Where a worker works in a factory for more than nine hours in any day or for
more than forty-eight hours in any week, he shall, in respect of overtime work,
be entitled to wages at the rate of twice his ordinary rate of wages".
This was done to provide the workers who were forced to do overwork doesn't
leave out without getting the benefit of their work as it was often seen that
the factory owner didn't provide overtime allowances and deprived them of the
benefit for the extra work that they did. So this overtime allowance not only
protects workers' rights but also provides them with the option to earn more
with extended work in the factory.
But in the present case which we are focusing on is whether the government
employees working in the factory can derive the benefit of double overtime
allowance as provided in the factories act. This question was the main
contention in
Security Printing & Minting Corporation of India Ltd. & Ors.
Etc vs Vijay D. Kasbe & Ors. Etc. In this case, the Bombay High Court held
that the government employee working as a Supervisor in the factory will be
entitled to get a double overtime allowance.
The High Court in their verdict were of the view that the Supervisor employees
were similarly placed with the other employees and thus were entitled to have
the same benefit. However, it was found by the High Court that some of the
employees had already compromised with the management, so the relief was granted
to only those employees who had not done the compromise of the matter with the
management.
The Supreme Court bench comprised Justices V Ramasubramanian and Pankaj Mithal
in their judgement regarding the question as to whether government employees
would be entitled to get the benefit of overtime allowance as per the Factories
Act held that the government servants cannot claim double overtime allowance if
the service rules do not provide for the same.
While coming to the conclusion related to the case, the SC provided that there
are three different types of employment categories present in the country. They
are
- Employment is governed specifically under labour welfare legislation and
is statutorily protected in order to protect them from exploitation and
unfair labour practices.
- Employment who are governed solely based on the terms of the contract
and falls outside the purview of the labour court legislation.
- Employment in the civil services or civil post of the Union or the
State.
With this, the Court is of the opinion that the supervisors as employed in the
factory specifically come under the third category which is the person who is
holder of civil post or civil services under the Union or the state. They can't
be in the same categories as that of someone who is solely based on a contract.
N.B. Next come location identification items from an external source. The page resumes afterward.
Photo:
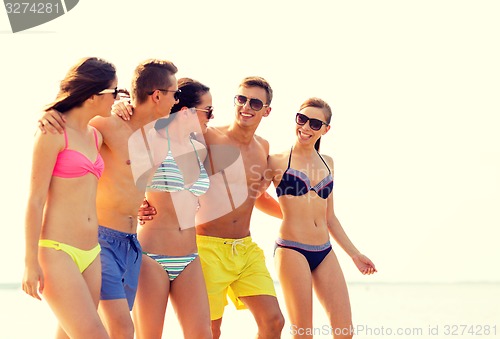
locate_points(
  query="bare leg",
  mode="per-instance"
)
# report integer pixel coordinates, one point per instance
(116, 317)
(70, 297)
(296, 282)
(267, 314)
(190, 301)
(151, 300)
(216, 324)
(331, 289)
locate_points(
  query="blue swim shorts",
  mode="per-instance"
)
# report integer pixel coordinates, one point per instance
(121, 256)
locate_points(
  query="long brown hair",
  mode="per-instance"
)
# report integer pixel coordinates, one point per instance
(87, 77)
(327, 111)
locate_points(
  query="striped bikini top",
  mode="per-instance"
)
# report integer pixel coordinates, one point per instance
(168, 177)
(297, 183)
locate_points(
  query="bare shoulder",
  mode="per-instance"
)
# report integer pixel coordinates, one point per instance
(329, 160)
(216, 135)
(278, 160)
(200, 149)
(107, 126)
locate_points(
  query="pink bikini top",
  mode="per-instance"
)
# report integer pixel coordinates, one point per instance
(73, 164)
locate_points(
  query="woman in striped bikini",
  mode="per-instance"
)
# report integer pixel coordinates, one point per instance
(171, 268)
(304, 257)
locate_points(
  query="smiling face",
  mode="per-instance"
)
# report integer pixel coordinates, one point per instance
(305, 134)
(245, 115)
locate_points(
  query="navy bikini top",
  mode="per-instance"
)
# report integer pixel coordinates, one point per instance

By deducing this it can be said that the supervisor employees in question are
not in the same category as the workers who are working in the factory.
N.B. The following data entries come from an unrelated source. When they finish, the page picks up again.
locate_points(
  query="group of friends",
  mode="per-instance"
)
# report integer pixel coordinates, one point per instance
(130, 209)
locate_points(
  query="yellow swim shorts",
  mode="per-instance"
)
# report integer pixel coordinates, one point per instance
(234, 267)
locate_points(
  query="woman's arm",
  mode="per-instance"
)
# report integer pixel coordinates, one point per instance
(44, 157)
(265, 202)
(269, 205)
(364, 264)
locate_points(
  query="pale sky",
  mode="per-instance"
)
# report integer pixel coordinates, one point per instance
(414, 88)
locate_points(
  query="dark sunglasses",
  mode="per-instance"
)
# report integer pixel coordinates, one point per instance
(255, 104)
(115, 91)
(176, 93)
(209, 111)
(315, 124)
This is because workers are employed based on the contract formed and are not
provided with a periodic pay provision, pension or any other benefit that a
government employee would get. Another thing that needs to keep in mind will be
looking for the distinction between government servants and workers is that the
appointment for a civil post or civil services by government agencies is not
governed on the basis of the contract of service or solely by labour legislation
but on the basis of state or statutory rules issued under Article 309 or its
proviso.
Furthermore, government employees are required to place themselves to be ready
at the disposal of the Government all the time which means that they can be
employed in any manner and asked to perform the duty they have been called upon
by proper authority. While doing the work apart from the usual work hour they
are without any claim for additional remuneration apart from the general pay
that they get. Now as the service rules deny any chance for the employees to be
given a double overtime allowance they won't be eligible to get the same under
the Factories Act, of 1948.
Section 59 of the Factories Act is provided specifically to protect factory
workers from overtime work than the stipulated time and to protect their human
rights while keeping in check that they are treated as humans not as objects
which can be forced to do work without providing any benefit and keeping them
safe. So putting them in the same bracket as the government worker would be
foolishness as they don't get the same benefit as the other one and the law
governing both sets of workforce is also different.
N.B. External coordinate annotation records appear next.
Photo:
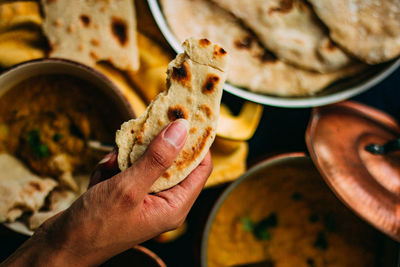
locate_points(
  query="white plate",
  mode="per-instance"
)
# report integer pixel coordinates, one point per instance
(338, 91)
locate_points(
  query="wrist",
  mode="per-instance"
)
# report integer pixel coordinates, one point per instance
(40, 251)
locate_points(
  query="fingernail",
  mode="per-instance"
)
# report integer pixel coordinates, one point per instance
(106, 158)
(176, 132)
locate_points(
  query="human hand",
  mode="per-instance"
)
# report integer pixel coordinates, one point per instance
(117, 213)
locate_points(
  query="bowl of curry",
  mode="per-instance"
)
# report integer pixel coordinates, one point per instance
(281, 213)
(50, 110)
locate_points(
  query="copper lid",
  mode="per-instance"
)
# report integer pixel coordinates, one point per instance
(336, 137)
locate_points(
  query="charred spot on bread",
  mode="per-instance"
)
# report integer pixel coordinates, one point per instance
(85, 19)
(186, 157)
(268, 57)
(219, 51)
(177, 112)
(166, 175)
(94, 55)
(95, 42)
(193, 130)
(210, 84)
(36, 186)
(182, 74)
(206, 109)
(204, 42)
(330, 46)
(119, 30)
(58, 23)
(71, 28)
(244, 43)
(284, 7)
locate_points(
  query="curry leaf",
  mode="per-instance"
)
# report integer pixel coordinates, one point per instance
(248, 224)
(39, 150)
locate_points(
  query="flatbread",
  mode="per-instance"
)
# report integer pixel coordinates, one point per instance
(253, 67)
(291, 30)
(194, 90)
(19, 13)
(88, 31)
(370, 30)
(20, 190)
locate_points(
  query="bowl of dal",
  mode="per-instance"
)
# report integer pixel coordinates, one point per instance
(281, 213)
(50, 111)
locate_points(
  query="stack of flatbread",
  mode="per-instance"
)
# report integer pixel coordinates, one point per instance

So the Supreme Court bench in their judgment while setting aside the Bombay High
Court provide a significant ruling that the government employees are not
entitled to the double overtime allowance as per the Factories Act because being
appointed in a civil post or civil service, the service rules do not provide for
the same and thus can't get the benefit provided in the factories act. Allowing
this would result in government employees getting the benefit of best of the
both worlds thus giving them an unequal advantage over the other employees.
The SC further noted that the Tribunal and the High Court should have tested the
claim made in the case and examined "whether it is an attempt to get the best of
both worlds" which they clearly failed to do so. They also noted that both the
Tribunal as well as High Court while handling the case did not consider the
difference between individuals employed in the government sector and those in
the private sector, along with the impact of the legal regulations on the
working conditions of the people involved in the case. This includes their
responsibility to work additional hours.
Thus with this judgment, the avenue for the government servants to claim
overtime allowance under the Factories Act is closed as the service rule
specifically abhors this and also that the section was provided especially for
manual and contract labours and workers. So this stops them from getting the
benefit from the best of both the world.